Monosaccharide Analysis by HPAEC

  • Neutral and amino sugars (fucose, xylose, Arabinose, N-acetylgalactosamine, N-acetylglucosamine, galactose, glucose and mannose) and sialic acids (N-acetylneuraminic acid and N-glycolylneuraminic acid) from mammalian and bacterial glycoproteins are analyzed by High Performance Anion Exchange Chromatography with Pulsed Amperometric Detection (HPAEC-PAD).
  • As low as 15 picomoles neutral and amino sugars or 120 picomoles sialic acids could be detected by HPAEC-PAD.
  • About 100-150 micrograms of a glycoprotein subjected to acid hydrolysis is adequate for monosaccharide/sialic acid analysis.

Monosaccharide Analysis by GC-MS

  • The method of choice, if the glycoprotein is of plant or bacterial origin because of its MS capability for determining more and unique/uncommon monosaccharide residues.
  • Methyl glycosides produced by acid hydrolysis are derivatized with TMS reagent and analyzed by CCRC’s Agilent 7890 GC-MS instruments.
  • Data can be obtained from 100 μg of pure carbohydrate material (~1 mg or more as glycoprotein material).

Glycosyl Linkage Analysis by GC-MS


To determine the positions of linkage of glycosyl residues in an oligosaccharide, polysaccharide, or glycoprotein. The linkage of the residues, including percentage of each, is provided with this analysis.

Linkage analysis of neutral, uronic acids or amino-residues (methylation analysis) – The polysaccharides or oligosaccharides are derivatized prior to GC-MS analysis. This procedure uses either the Hakomori, or NaOH base, for the permethylation procedure.

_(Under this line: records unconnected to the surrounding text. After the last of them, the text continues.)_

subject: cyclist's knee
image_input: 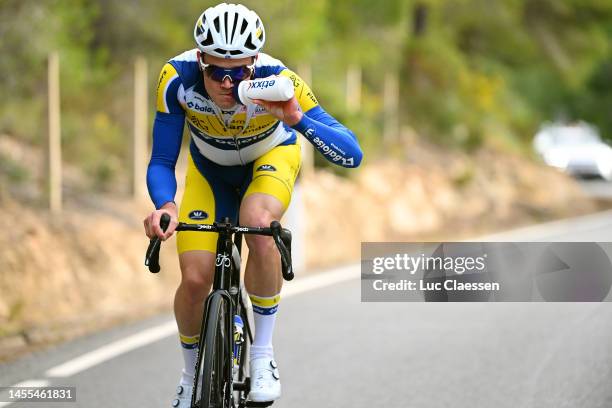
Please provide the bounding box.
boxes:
[180,252,214,303]
[240,209,276,252]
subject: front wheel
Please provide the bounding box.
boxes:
[192,293,232,408]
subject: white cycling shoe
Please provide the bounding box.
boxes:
[249,357,281,402]
[172,384,193,408]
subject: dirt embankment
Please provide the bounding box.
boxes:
[0,137,596,360]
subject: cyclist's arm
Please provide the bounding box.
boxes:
[147,64,185,209]
[281,69,363,167]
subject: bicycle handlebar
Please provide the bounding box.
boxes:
[145,214,294,281]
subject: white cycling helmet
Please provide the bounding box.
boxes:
[193,3,266,59]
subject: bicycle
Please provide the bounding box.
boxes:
[145,214,294,408]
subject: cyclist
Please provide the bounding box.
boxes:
[144,3,362,407]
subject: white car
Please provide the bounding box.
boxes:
[533,122,612,180]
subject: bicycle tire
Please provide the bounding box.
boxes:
[233,287,253,407]
[194,293,233,408]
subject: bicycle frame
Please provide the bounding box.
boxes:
[145,214,293,406]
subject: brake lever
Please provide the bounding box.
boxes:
[145,213,170,273]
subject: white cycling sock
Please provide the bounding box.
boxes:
[179,333,200,384]
[249,294,280,359]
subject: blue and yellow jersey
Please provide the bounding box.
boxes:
[157,49,318,166]
[147,49,361,208]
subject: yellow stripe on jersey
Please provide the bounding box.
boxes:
[187,110,278,138]
[157,63,178,113]
[280,69,319,112]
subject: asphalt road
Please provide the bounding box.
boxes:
[0,212,612,408]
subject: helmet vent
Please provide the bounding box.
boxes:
[202,30,214,47]
[223,13,231,42]
[230,16,238,43]
[244,34,257,50]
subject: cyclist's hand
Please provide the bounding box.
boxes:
[253,96,303,126]
[144,202,178,241]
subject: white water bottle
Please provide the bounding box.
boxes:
[237,75,294,105]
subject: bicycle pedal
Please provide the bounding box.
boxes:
[246,400,274,408]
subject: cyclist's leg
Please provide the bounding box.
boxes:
[240,144,300,401]
[174,155,237,406]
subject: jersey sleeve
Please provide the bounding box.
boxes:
[280,69,363,167]
[147,64,185,209]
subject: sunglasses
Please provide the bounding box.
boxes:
[200,61,253,82]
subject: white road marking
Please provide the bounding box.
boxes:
[45,320,177,377]
[40,264,359,378]
[8,211,612,407]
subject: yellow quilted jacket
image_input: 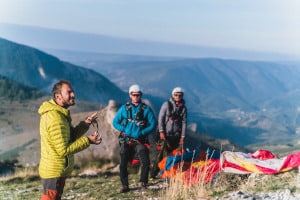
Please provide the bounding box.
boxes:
[38,99,90,178]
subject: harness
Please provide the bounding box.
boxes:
[126,102,146,126]
[119,102,150,149]
[166,100,186,122]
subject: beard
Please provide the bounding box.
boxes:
[62,98,75,108]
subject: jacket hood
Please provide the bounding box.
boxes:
[38,99,70,117]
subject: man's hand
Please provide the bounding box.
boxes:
[84,112,98,126]
[179,136,184,146]
[159,132,166,140]
[87,132,102,144]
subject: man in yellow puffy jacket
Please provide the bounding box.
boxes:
[38,80,102,200]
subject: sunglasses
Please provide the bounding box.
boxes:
[174,94,182,97]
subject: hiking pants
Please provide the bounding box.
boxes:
[120,143,150,186]
[41,177,66,200]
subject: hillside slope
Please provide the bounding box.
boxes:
[0,38,126,104]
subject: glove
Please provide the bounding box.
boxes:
[179,136,184,145]
[159,132,166,140]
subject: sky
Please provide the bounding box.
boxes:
[0,0,300,57]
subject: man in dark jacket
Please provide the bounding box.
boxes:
[151,87,187,178]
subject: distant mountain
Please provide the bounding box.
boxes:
[0,36,300,146]
[0,23,299,60]
[0,38,127,104]
[48,51,300,145]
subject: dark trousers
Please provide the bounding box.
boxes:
[41,177,66,200]
[120,143,150,186]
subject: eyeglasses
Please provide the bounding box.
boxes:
[131,94,141,97]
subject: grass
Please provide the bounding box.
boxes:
[0,162,300,200]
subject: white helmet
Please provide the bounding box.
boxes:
[172,87,184,95]
[129,84,142,94]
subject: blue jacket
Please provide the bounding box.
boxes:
[113,103,156,139]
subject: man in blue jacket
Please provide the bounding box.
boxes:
[113,84,156,192]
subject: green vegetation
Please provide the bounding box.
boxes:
[0,164,299,200]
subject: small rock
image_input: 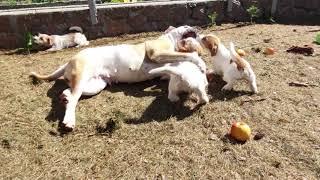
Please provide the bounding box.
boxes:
[251,47,261,53]
[263,38,272,43]
[208,134,219,141]
[238,157,247,161]
[253,132,265,141]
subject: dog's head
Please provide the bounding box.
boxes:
[165,25,198,42]
[177,37,203,55]
[33,33,53,47]
[200,34,220,56]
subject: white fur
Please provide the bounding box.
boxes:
[212,42,258,93]
[149,61,209,104]
[33,32,89,51]
[31,26,206,128]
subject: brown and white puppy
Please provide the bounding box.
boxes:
[149,37,209,106]
[200,35,258,93]
[31,26,206,129]
[33,29,89,51]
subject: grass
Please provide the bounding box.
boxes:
[0,24,320,179]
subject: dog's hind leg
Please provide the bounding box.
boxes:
[195,87,209,105]
[221,74,235,91]
[82,78,107,96]
[62,68,89,130]
[248,74,258,94]
[168,77,180,102]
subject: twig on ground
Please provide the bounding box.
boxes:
[289,81,318,87]
[240,97,267,105]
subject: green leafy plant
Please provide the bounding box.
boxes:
[247,5,260,24]
[24,32,33,53]
[208,12,218,26]
[314,33,320,45]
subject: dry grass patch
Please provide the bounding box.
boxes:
[0,24,320,179]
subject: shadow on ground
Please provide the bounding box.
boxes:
[46,76,251,134]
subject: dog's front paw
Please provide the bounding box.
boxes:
[168,95,180,102]
[198,60,207,73]
[59,89,71,106]
[221,84,232,91]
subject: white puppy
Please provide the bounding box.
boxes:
[200,35,258,93]
[31,26,206,129]
[149,37,209,105]
[33,27,89,51]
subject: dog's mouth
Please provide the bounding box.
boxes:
[182,30,197,39]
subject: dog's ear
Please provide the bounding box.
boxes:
[209,42,218,56]
[164,26,175,33]
[201,35,220,56]
[177,39,190,52]
[45,36,53,46]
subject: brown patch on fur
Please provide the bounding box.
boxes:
[177,39,203,55]
[65,55,86,93]
[201,35,220,56]
[145,38,174,63]
[230,54,246,71]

Amount required for sample analysis: A minimum of 100-200 micrograms of carbohydrate is required, more if available. Your sample must be pure usually free of salt and detergent.

Exoglycosidase Digestion

  • Exoglycosidase digestion is a strategy used for in-depth structural characterization of oligosaccharides.
  • Glycosyl sequence, linkage and anomeric configuration in glycans can be determined or confirmed by digestion with specific exoglycosidases.
  • First, glycans are released from a glycoprotein. Then the released glycans are treated with specific exoglycosidase enzymes such as neuraminidase, N-acetylhexosaminidase or alpha 1,6 mannosidase. Sequential removal of exterior residues is monitored by mass spectrometry.